The work of a probate genealogist doesn’t end once all the potential beneficiaries to an estate have been traced. We also have to prove the beneficiaries’ relationship to the deceased. Hearsay and family tradition are not enough. The Treasury Solicitor requires hard evidence – and that means documentary evidence of kinship. In this case history, Oliver Howard discusses one estate that would have reverted to the Crown, had it not been for a flash of insight and a willingness to dig deeper.


One of my most memorable cases was that of a man whose father and uncle had both arrived in the UK in the early 1900s.

It was a tale of rags to riches and back to rags, of sporting acclaim, bigotry and adversity, with more plot reversals than an average novel. But it was the genealogy that I had to focus on, and that in itself led to an unusual situation.

Following careful research, I was eventually satisfied that I had found all the entitled heirs. Then we hit a stumbling block. Whilst most of the major life events (births, deaths and marriages) could easily be proved because they had occurred here in Britain, the deceased’s father and uncle had been born in South Africa and I knew from experience that early records in SA were frequently non-existent.

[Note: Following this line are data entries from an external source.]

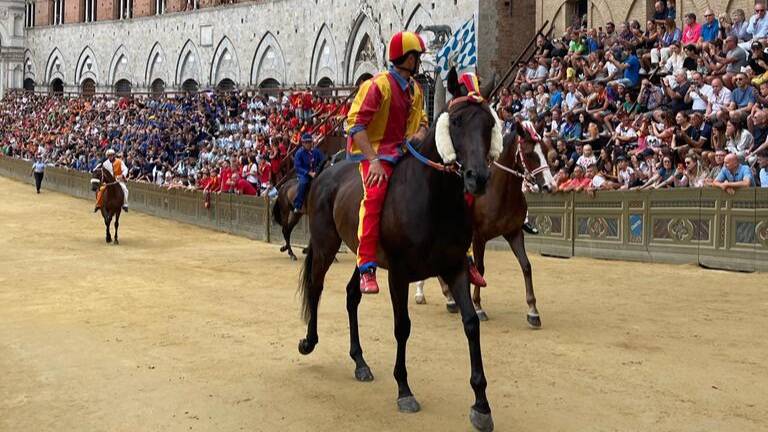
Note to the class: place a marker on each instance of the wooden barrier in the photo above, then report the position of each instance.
(700, 226)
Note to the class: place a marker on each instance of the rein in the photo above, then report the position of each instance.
(454, 168)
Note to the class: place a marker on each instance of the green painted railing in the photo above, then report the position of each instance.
(694, 226)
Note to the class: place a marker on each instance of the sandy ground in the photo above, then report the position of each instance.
(181, 328)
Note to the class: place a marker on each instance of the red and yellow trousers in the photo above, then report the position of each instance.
(368, 227)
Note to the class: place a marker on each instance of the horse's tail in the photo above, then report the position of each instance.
(305, 284)
(277, 212)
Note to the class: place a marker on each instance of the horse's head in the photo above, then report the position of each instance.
(470, 132)
(532, 157)
(100, 176)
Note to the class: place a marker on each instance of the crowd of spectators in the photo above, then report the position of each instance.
(219, 142)
(650, 107)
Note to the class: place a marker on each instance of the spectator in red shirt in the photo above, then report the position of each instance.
(241, 186)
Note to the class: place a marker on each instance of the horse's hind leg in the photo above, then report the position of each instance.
(117, 225)
(362, 371)
(293, 220)
(316, 265)
(517, 242)
(480, 413)
(479, 252)
(107, 222)
(398, 291)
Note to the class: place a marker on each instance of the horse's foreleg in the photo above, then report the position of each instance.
(517, 242)
(107, 222)
(480, 413)
(398, 291)
(419, 296)
(450, 303)
(362, 371)
(478, 248)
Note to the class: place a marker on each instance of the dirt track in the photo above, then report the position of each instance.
(181, 328)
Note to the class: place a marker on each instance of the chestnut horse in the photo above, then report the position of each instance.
(112, 199)
(426, 228)
(502, 212)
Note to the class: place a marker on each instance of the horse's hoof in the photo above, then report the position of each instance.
(534, 321)
(408, 404)
(480, 421)
(364, 374)
(305, 347)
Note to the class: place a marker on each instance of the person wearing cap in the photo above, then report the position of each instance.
(307, 163)
(387, 110)
(117, 168)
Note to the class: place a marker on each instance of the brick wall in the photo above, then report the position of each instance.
(143, 8)
(106, 10)
(43, 12)
(73, 10)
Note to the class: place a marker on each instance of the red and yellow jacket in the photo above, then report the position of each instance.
(390, 109)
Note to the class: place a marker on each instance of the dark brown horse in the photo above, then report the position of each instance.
(112, 199)
(283, 214)
(502, 210)
(426, 228)
(282, 210)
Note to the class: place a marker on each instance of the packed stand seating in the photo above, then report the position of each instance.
(235, 142)
(650, 107)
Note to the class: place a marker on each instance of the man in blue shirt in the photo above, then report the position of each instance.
(710, 28)
(307, 163)
(763, 158)
(734, 175)
(631, 68)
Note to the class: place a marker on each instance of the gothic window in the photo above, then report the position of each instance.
(57, 13)
(89, 10)
(126, 9)
(29, 14)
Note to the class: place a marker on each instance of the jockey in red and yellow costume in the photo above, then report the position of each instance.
(388, 109)
(118, 170)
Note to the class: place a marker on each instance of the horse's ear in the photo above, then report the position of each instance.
(488, 88)
(454, 88)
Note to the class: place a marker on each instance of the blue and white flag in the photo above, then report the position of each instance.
(459, 51)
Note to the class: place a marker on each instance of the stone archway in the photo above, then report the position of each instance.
(225, 64)
(268, 62)
(324, 60)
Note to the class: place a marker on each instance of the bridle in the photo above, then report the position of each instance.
(454, 167)
(528, 175)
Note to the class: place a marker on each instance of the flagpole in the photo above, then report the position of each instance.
(517, 60)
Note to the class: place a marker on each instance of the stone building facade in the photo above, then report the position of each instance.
(146, 45)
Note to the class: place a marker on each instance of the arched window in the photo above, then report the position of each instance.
(88, 88)
(364, 77)
(323, 84)
(225, 85)
(190, 86)
(158, 87)
(123, 88)
(57, 87)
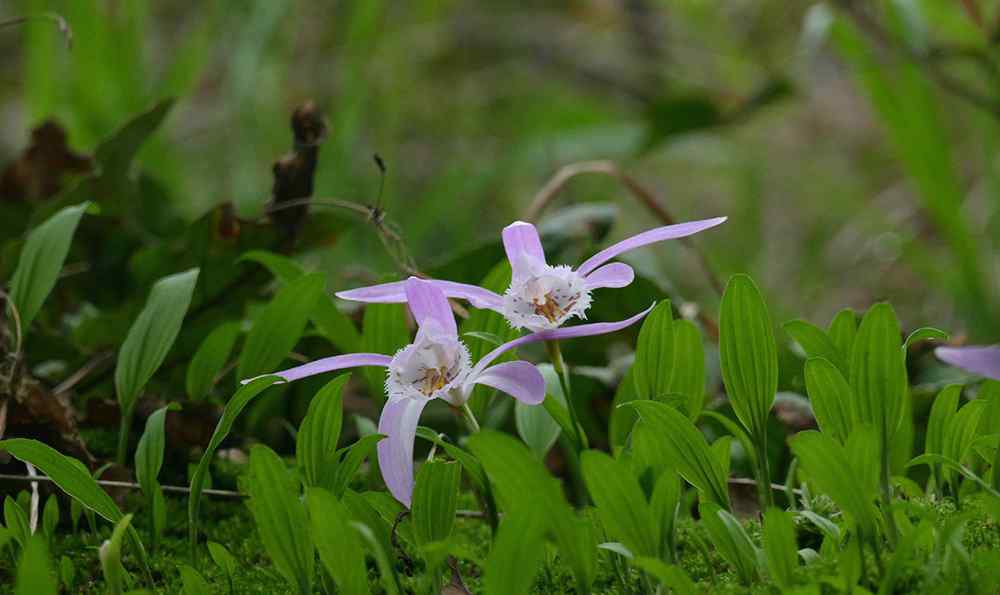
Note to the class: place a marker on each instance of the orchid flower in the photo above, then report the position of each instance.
(542, 296)
(437, 366)
(983, 361)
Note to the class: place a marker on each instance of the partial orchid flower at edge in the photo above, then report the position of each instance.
(542, 296)
(982, 361)
(437, 366)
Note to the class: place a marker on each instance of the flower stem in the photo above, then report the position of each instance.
(562, 371)
(470, 418)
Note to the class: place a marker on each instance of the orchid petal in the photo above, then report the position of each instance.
(395, 453)
(983, 361)
(522, 245)
(328, 364)
(616, 274)
(429, 306)
(519, 379)
(571, 332)
(669, 232)
(395, 293)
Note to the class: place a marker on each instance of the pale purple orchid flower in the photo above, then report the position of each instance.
(437, 366)
(542, 296)
(982, 361)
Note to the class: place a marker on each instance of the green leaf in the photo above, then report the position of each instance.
(35, 575)
(684, 447)
(620, 502)
(224, 560)
(748, 355)
(435, 498)
(830, 469)
(534, 424)
(316, 440)
(383, 331)
(281, 518)
(517, 552)
(731, 541)
(843, 329)
(831, 397)
(151, 335)
(654, 353)
(337, 542)
(194, 583)
(278, 326)
(110, 554)
(41, 261)
(233, 409)
(816, 343)
(780, 547)
(211, 357)
(878, 372)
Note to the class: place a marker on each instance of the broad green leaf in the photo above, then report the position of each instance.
(41, 262)
(517, 552)
(110, 554)
(654, 353)
(278, 326)
(521, 480)
(620, 502)
(383, 331)
(878, 372)
(35, 575)
(816, 343)
(151, 335)
(780, 547)
(316, 440)
(831, 397)
(148, 462)
(685, 448)
(830, 470)
(687, 375)
(534, 424)
(225, 561)
(337, 542)
(194, 583)
(843, 329)
(211, 357)
(331, 322)
(233, 409)
(731, 541)
(748, 355)
(435, 498)
(281, 518)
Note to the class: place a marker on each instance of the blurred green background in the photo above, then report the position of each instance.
(851, 167)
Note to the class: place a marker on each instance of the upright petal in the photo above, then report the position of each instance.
(580, 330)
(429, 306)
(395, 453)
(669, 232)
(519, 379)
(983, 361)
(395, 293)
(615, 274)
(329, 364)
(522, 245)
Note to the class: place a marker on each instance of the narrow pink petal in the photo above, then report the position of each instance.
(395, 453)
(429, 306)
(329, 364)
(395, 293)
(519, 379)
(669, 232)
(522, 244)
(615, 274)
(983, 361)
(580, 330)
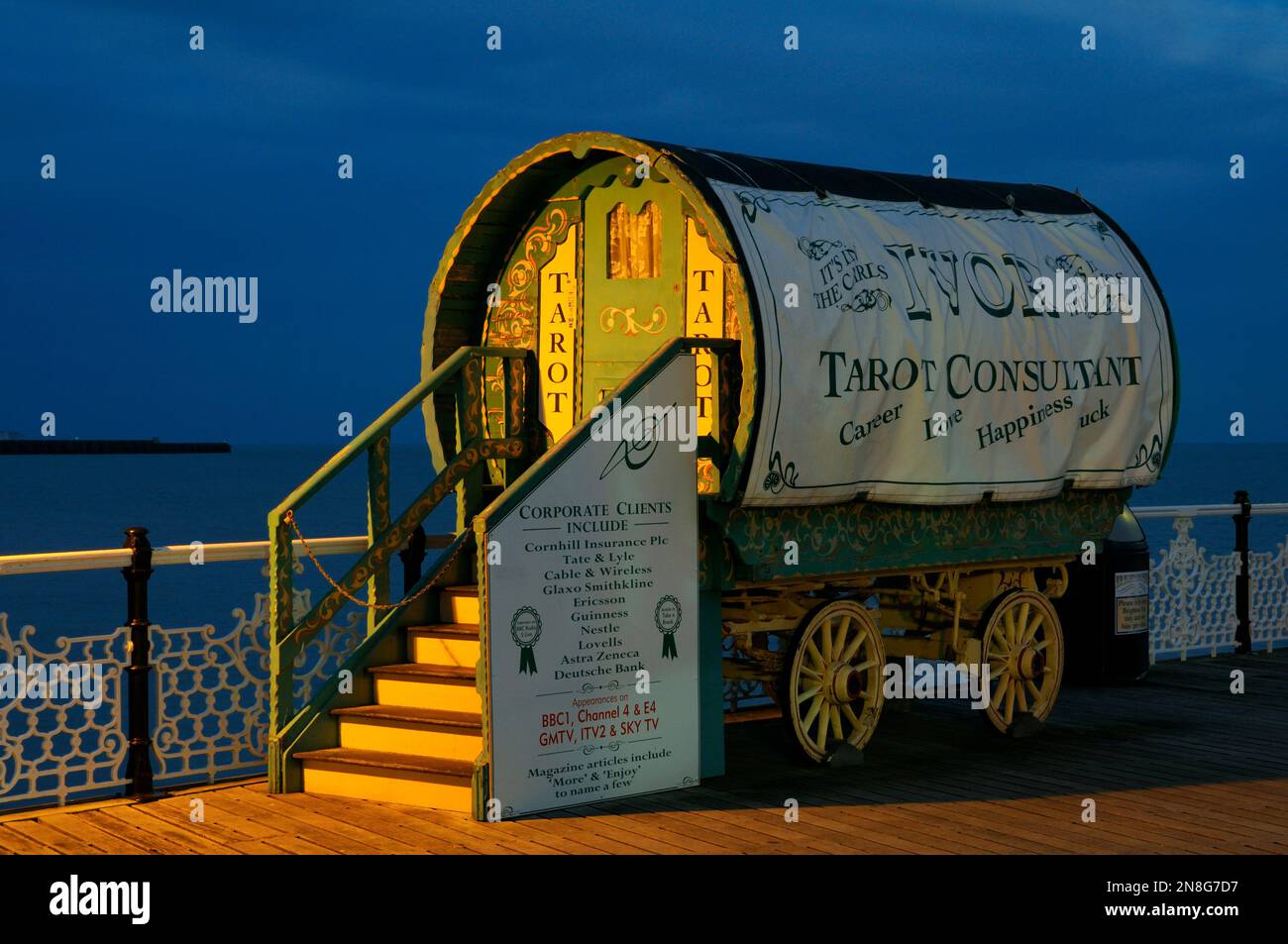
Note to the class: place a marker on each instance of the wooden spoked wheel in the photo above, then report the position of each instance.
(1024, 652)
(832, 686)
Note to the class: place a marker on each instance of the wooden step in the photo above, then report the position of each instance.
(420, 732)
(417, 685)
(395, 778)
(459, 604)
(445, 644)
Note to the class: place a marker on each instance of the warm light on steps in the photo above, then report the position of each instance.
(411, 730)
(391, 778)
(417, 743)
(459, 605)
(449, 687)
(449, 644)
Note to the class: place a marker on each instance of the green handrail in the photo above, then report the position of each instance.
(386, 535)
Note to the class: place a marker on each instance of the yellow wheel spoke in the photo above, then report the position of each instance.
(820, 739)
(807, 721)
(838, 640)
(807, 693)
(853, 647)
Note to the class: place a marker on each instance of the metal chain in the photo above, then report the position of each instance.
(290, 519)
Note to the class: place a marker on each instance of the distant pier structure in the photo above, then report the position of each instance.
(13, 445)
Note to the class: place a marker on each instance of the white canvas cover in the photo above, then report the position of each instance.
(917, 364)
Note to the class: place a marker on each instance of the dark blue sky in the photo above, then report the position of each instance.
(224, 162)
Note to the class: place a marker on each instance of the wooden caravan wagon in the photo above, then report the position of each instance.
(915, 400)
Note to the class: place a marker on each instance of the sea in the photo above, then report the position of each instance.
(81, 502)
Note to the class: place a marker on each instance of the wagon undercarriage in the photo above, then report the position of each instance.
(819, 648)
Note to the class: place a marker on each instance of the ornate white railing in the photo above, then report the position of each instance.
(1193, 607)
(209, 686)
(207, 698)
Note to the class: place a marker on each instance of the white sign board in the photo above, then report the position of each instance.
(909, 356)
(592, 617)
(1131, 601)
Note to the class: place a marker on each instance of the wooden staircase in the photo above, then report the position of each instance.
(417, 743)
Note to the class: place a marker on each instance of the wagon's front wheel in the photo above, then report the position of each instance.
(1024, 652)
(833, 681)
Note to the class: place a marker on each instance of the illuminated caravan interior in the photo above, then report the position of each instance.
(592, 250)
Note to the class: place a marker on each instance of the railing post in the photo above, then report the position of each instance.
(1241, 582)
(281, 648)
(140, 762)
(412, 557)
(377, 523)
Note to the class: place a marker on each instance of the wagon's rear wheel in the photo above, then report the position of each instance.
(832, 687)
(1024, 652)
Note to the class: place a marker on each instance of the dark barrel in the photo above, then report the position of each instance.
(1106, 610)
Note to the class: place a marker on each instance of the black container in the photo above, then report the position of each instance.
(1106, 610)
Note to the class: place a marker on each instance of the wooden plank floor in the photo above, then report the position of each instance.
(1177, 764)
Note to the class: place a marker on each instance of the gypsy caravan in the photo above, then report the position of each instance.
(912, 412)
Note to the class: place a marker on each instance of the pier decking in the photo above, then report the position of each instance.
(1177, 764)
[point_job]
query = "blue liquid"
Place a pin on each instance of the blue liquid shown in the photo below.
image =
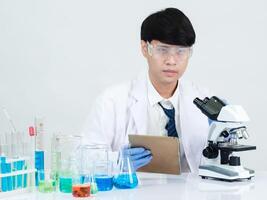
(104, 182)
(126, 181)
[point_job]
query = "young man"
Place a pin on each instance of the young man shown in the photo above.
(158, 102)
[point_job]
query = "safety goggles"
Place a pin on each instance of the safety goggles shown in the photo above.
(165, 51)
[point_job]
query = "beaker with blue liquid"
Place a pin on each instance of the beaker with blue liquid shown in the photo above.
(103, 175)
(125, 177)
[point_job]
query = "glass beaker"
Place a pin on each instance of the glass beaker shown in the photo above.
(63, 149)
(67, 172)
(126, 177)
(81, 186)
(46, 182)
(103, 175)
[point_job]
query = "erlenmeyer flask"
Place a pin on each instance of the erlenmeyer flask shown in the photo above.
(126, 177)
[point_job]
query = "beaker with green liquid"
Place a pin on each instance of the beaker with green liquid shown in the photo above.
(63, 149)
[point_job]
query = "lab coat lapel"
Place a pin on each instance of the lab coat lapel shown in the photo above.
(138, 108)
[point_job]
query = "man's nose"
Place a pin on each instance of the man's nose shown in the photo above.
(171, 59)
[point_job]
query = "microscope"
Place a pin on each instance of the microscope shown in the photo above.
(221, 160)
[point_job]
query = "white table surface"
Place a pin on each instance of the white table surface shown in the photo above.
(185, 186)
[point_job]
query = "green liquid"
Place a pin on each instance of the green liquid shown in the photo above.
(65, 184)
(47, 186)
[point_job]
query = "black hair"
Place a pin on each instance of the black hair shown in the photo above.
(169, 26)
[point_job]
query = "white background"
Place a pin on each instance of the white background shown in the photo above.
(57, 55)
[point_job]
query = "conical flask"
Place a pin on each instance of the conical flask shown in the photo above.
(125, 177)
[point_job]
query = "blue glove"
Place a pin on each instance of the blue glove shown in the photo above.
(138, 155)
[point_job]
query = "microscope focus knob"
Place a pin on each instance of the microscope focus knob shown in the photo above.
(210, 152)
(234, 161)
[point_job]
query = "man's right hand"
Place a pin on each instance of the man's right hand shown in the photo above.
(139, 156)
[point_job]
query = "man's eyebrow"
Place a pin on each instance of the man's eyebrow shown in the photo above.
(163, 45)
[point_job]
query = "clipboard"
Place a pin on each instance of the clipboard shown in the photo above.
(165, 151)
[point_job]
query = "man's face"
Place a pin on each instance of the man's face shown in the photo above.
(167, 63)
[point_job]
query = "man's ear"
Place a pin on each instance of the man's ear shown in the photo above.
(144, 48)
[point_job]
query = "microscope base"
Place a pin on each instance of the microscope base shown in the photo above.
(225, 172)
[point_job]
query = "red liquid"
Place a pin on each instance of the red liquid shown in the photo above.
(81, 190)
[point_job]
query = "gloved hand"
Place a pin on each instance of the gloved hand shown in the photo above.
(138, 155)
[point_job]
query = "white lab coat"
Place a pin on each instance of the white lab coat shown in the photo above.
(122, 110)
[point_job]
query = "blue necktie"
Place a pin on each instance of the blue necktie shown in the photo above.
(170, 126)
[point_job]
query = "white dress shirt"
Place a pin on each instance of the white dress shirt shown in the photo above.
(157, 119)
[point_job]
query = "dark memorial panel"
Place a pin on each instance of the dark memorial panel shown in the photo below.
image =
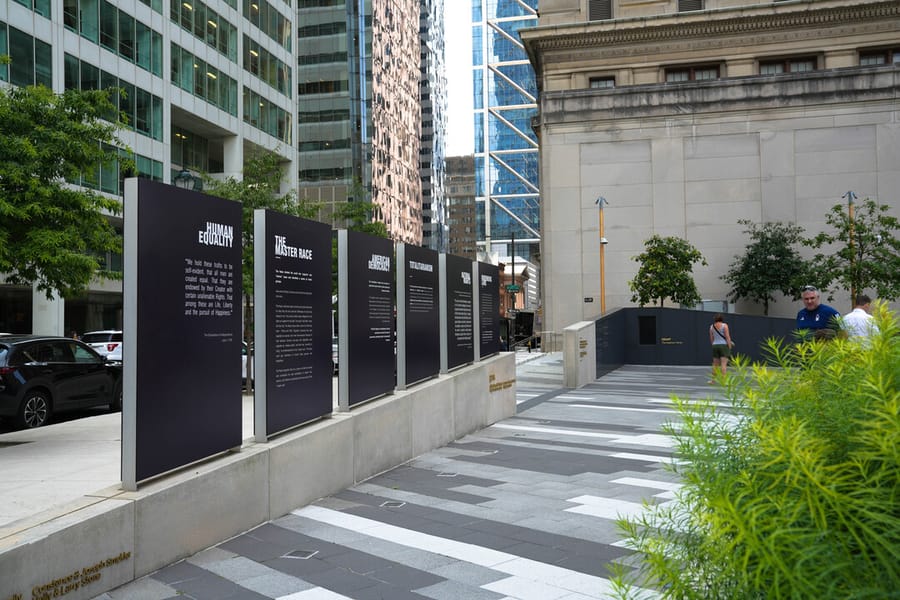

Despite the fact that these two were quite clearly brothers, the Treasury Solicitor insisted on documentary evidence. As we couldn’t find birth certificates where birth certificates didn’t exist, it seemed inevitable that the case would come to nothing.

Nevertheless I contacted an associate in South Africa who confirmed that there was no civil registration within the timeframe that we were looking at. After mulling the problem over between us, we decided that it would be worth trawling through various church archives looking at baptism records. This was no simple undertaking. Some of the churches’ collections were not even on deposit in the local archives, so visits to the actual churches were needed.

Our associate eventually reported back that there was nothing to be found in the registers: they were in very poor condition and the pages for the years we were interested in were missing. At this point, she remembered that when church registers disintegrated, with bindings falling apart and pages coming loose, record keepers sometimes slipped surviving pages inside books in better condition. With this in mind, she returned to the search and found both of the necessary baptisms buried in a marriage register.

All in all, I think it took us close to a year to prove the link between the two brothers – if it hadn’t been for our associate’s previous experience the Treasury Solicitor would never have admitted the claim. The final estate value was just over £100,000 and there were several beneficiaries for whom the windfall they received meant a great deal.